Il cuore batte così velocemente da martellarmi nelle orecchie.
Con gentilezza allenta la presa spostando un dito dopo l'altro. Sto tremando.
Chiude la mia mano per degli istanti fra le sue. Riesco a percepire la preoccupazione che sale anche in lui.
«Se ti caccia fuori, diró tutta la verità.», dico in modo che mi senta solo lui.
"Andrà tutto bene.", mi sussurra.
Non può fare aspettare troppo e contro voglia lascia la stanza. È tormentato. Ancor di più perché mi sta lasciando in queste condizioni.

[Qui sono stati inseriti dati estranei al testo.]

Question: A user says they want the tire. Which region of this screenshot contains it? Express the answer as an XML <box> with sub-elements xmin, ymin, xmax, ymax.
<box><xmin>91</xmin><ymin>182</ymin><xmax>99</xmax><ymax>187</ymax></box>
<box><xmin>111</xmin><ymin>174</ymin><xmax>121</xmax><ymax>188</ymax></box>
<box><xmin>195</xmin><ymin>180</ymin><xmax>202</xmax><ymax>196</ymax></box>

Rimasta sola mi affanno a prendere aria, avendola trattenuta fino ad ora. La confusione mi invade la testa. Il cuore mi esplode.
Non so con che forza mi affretto a raggiungere la porta d'ingresso.
Non voglio farmi notare ma devo capire cosa succederà.
I bambini sono sul pianerottolo e aspettano che la macchina si metta in moto.
Mi fermo dietro di loro ed eccolo lì. Con Ada.
La conversazione non sembra essere molto animata. Il che può essere sia un buon segno e sia negativo.
Dal suo volto non riesco a capire che piega stia prendendo.
Attendo e basta.
Si salutano stringedosi la mano.
Da quando si salutano in questo modo?
Si gira a salutare sbracciando e sorridendo ai bambini e mi nota fra loro. Mi fa un cenno con la mano, con un'espressione abbattuta.
No!
Corro su in camera mia. Ada si infurierebbe se solo mi incrociasse, così continuo a seguirlo appoggiando le mani sul vetro della mia finestra.
Ti prego girati!
Ti prego girati!
Ti prego girati!
Non lo fa.

Okay, non so cosa fare.
Adesso Dario è con Fabio, non mi risponderebbe neanche per messaggio.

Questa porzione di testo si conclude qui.